Zastanawiałem się też, jaka powinna być poprawna chronologia oglądania tych dwóch serii, i doszedłem do wniosku, że "poprawnej" kolejności nie ma. Wiadomo, oglądając uprzednio BB masz świadomość kim jest spora część bohaterów w Better Call Saul, ale nie widzę przeciwwskazań, żeby najpierw obejrzeć właśnie ten serial, dopiero potem (koniecznie!) Breaking Bad.
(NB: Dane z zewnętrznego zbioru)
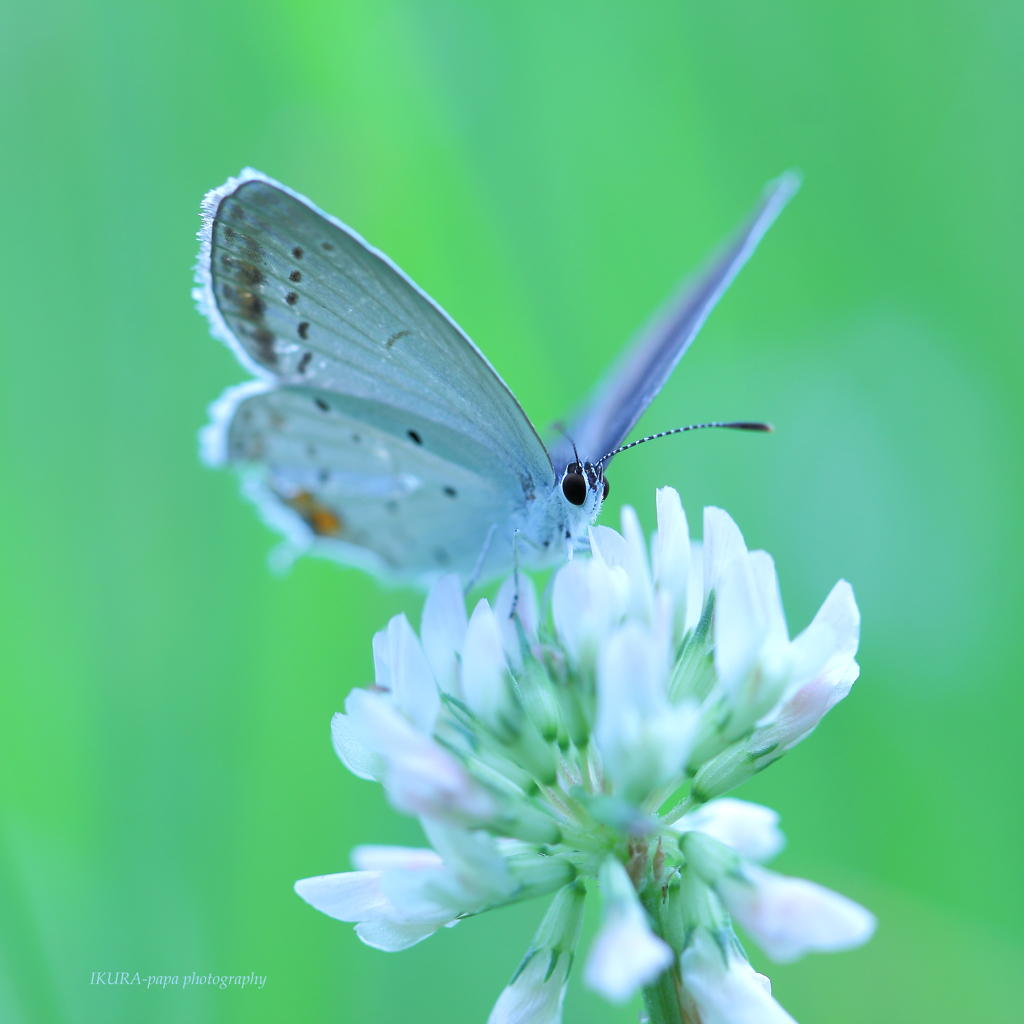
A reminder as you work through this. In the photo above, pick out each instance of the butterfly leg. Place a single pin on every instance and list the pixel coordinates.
(515, 573)
(474, 576)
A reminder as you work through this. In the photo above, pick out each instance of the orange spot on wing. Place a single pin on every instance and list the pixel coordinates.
(321, 519)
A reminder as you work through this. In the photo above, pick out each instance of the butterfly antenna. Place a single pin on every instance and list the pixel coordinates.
(742, 425)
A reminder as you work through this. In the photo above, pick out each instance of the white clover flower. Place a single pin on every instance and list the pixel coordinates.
(595, 737)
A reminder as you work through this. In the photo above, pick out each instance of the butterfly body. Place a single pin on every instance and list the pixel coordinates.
(375, 431)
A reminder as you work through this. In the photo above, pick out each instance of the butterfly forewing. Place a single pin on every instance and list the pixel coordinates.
(311, 304)
(636, 378)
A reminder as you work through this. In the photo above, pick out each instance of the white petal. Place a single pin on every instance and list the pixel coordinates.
(347, 896)
(350, 745)
(768, 595)
(385, 858)
(421, 777)
(788, 918)
(398, 658)
(525, 610)
(530, 998)
(739, 627)
(722, 543)
(749, 828)
(484, 672)
(830, 641)
(587, 600)
(671, 555)
(726, 992)
(392, 937)
(443, 630)
(644, 740)
(641, 589)
(626, 954)
(694, 589)
(827, 646)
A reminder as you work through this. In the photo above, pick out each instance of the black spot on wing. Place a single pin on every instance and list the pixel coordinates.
(264, 344)
(253, 249)
(252, 273)
(252, 305)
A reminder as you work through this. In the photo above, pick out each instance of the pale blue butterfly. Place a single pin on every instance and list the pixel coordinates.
(376, 432)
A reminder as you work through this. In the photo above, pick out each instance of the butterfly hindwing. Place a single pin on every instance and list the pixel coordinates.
(328, 477)
(342, 339)
(310, 303)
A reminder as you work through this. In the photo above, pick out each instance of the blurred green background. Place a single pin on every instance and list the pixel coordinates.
(548, 171)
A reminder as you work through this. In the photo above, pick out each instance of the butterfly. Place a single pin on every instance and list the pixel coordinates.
(375, 432)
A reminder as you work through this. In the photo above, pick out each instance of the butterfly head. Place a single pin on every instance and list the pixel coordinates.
(584, 489)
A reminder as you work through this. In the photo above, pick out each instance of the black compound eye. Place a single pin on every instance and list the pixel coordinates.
(574, 488)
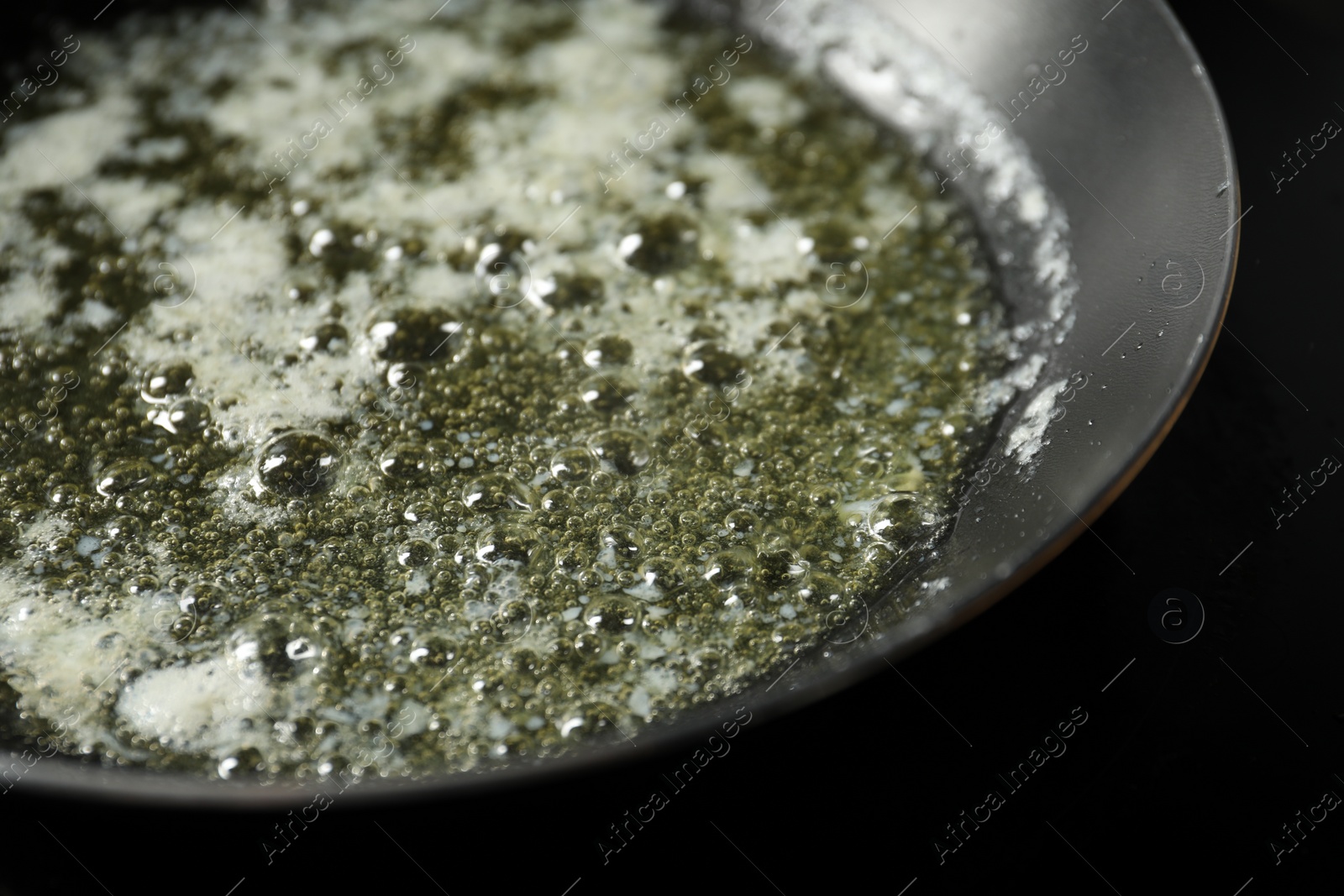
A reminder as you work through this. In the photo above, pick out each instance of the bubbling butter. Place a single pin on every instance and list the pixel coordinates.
(403, 396)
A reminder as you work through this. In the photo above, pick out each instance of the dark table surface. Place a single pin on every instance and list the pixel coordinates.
(1207, 766)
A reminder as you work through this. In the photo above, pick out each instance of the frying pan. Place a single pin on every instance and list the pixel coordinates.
(1131, 147)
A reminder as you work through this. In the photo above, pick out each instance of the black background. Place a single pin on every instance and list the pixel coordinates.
(1182, 775)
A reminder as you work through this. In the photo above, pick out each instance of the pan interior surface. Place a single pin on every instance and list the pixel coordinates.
(1117, 304)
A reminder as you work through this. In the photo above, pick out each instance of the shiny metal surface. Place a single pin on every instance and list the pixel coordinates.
(1135, 149)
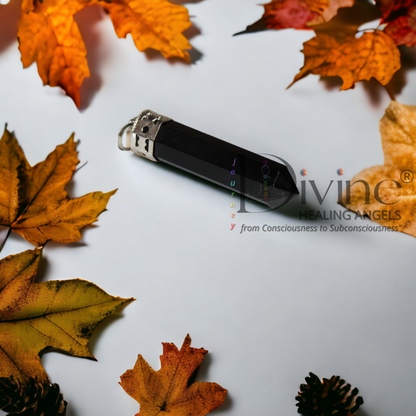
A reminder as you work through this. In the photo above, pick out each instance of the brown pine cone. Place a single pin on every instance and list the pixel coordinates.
(31, 399)
(327, 398)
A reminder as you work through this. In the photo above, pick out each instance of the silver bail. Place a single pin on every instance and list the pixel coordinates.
(141, 133)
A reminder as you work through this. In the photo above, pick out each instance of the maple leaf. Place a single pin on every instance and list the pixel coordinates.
(168, 391)
(33, 200)
(49, 36)
(400, 16)
(387, 193)
(374, 54)
(34, 316)
(297, 14)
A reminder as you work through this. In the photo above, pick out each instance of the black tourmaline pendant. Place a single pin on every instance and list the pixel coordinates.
(161, 139)
(327, 398)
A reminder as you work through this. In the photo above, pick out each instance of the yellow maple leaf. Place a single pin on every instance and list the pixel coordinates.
(33, 316)
(33, 200)
(168, 391)
(387, 193)
(49, 35)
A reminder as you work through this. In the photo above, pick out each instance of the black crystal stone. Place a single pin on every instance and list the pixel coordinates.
(239, 170)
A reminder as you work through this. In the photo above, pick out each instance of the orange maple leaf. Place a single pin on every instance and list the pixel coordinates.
(33, 200)
(169, 390)
(49, 36)
(387, 193)
(400, 17)
(374, 54)
(297, 14)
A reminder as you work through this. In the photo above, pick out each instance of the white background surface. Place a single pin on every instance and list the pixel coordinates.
(270, 307)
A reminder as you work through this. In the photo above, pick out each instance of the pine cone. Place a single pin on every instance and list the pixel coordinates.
(31, 399)
(327, 398)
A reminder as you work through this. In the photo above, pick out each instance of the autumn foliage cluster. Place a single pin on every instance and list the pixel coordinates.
(49, 35)
(339, 47)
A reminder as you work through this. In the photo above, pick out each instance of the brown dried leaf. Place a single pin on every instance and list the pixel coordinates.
(168, 391)
(33, 201)
(374, 54)
(390, 198)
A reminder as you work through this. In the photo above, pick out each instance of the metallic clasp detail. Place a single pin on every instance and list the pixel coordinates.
(141, 133)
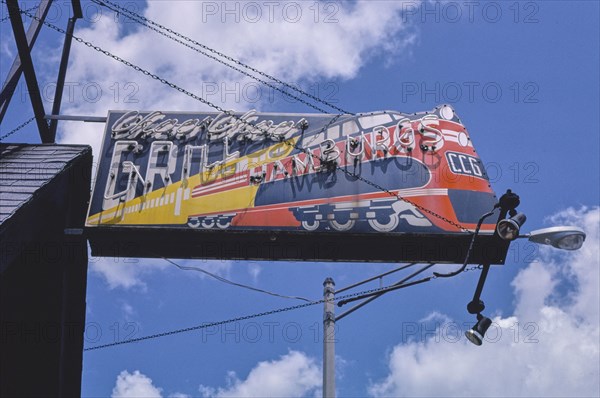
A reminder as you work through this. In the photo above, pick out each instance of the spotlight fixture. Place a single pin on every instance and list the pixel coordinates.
(509, 229)
(475, 335)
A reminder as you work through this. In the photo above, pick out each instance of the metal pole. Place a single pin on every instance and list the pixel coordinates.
(329, 339)
(62, 74)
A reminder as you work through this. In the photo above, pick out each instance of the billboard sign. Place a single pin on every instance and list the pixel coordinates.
(302, 175)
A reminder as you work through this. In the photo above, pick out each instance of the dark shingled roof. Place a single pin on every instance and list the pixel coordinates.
(25, 168)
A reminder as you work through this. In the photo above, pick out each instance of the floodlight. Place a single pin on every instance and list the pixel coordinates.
(475, 335)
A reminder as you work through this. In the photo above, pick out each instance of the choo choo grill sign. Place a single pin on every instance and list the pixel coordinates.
(300, 175)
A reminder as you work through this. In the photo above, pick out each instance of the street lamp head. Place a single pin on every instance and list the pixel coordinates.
(509, 229)
(476, 334)
(566, 238)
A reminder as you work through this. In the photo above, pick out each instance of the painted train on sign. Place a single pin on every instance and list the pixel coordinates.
(379, 172)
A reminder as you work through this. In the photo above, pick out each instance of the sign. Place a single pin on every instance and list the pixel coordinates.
(301, 175)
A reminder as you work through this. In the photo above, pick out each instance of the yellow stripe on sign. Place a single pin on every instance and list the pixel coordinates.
(161, 207)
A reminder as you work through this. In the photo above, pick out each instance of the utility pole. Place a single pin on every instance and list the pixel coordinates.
(329, 339)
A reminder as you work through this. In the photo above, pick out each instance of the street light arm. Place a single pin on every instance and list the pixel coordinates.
(464, 266)
(382, 291)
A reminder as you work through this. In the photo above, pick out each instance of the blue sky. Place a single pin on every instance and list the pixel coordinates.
(523, 77)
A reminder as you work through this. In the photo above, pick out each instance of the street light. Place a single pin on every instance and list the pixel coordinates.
(509, 229)
(566, 238)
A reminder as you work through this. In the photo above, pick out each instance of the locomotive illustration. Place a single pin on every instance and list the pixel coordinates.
(378, 172)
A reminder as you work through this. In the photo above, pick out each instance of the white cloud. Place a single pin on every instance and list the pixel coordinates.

Drugi, a właściwie szósty serial, o którym chciałbym napisać, jest Gra o Tron. Serial chyba o największym budżecie pośród wszystkich które widziałem, dodatkowo pokręcony fabularnie do tego stopnia, że teraz, po 4 sezonach, nie pamiętam dokładnie co działo się w pierwszych trzech, a i o tym, że nie pamiętam jak nazywa się 90% postaci z serialu nie wspomnę, ale to może przez moją szczególną (nie)pamięć do imion. Niemniej jednak Gra o Tron to serial, o którym nie mogę nie wspomnieć. Genialna obsada, wciągająca opowieść, świetna muzyka i epicki rozmach. To taki serialowy Władca Pierścienia, mroczne fantasy pełne wojen, intryg i romansów, nie zabraknie tam nawet smoków. Tak jak już wspomniałem, nie napiszę nic o fabule, ponieważ wątków jest tak dużo, że nie sposób streścić ich w kilkunastu zdaniach. To po prostu trzeba obejrzeć, pozycja obowiązkowa dla fanów fantasy i nie tylko. Dodatkowo wspomnę, że warto zrobić sobie maraton, ponieważ niedługo startuje piąty sezon, więc do kwietnia powinniście nadrobić zaległości :)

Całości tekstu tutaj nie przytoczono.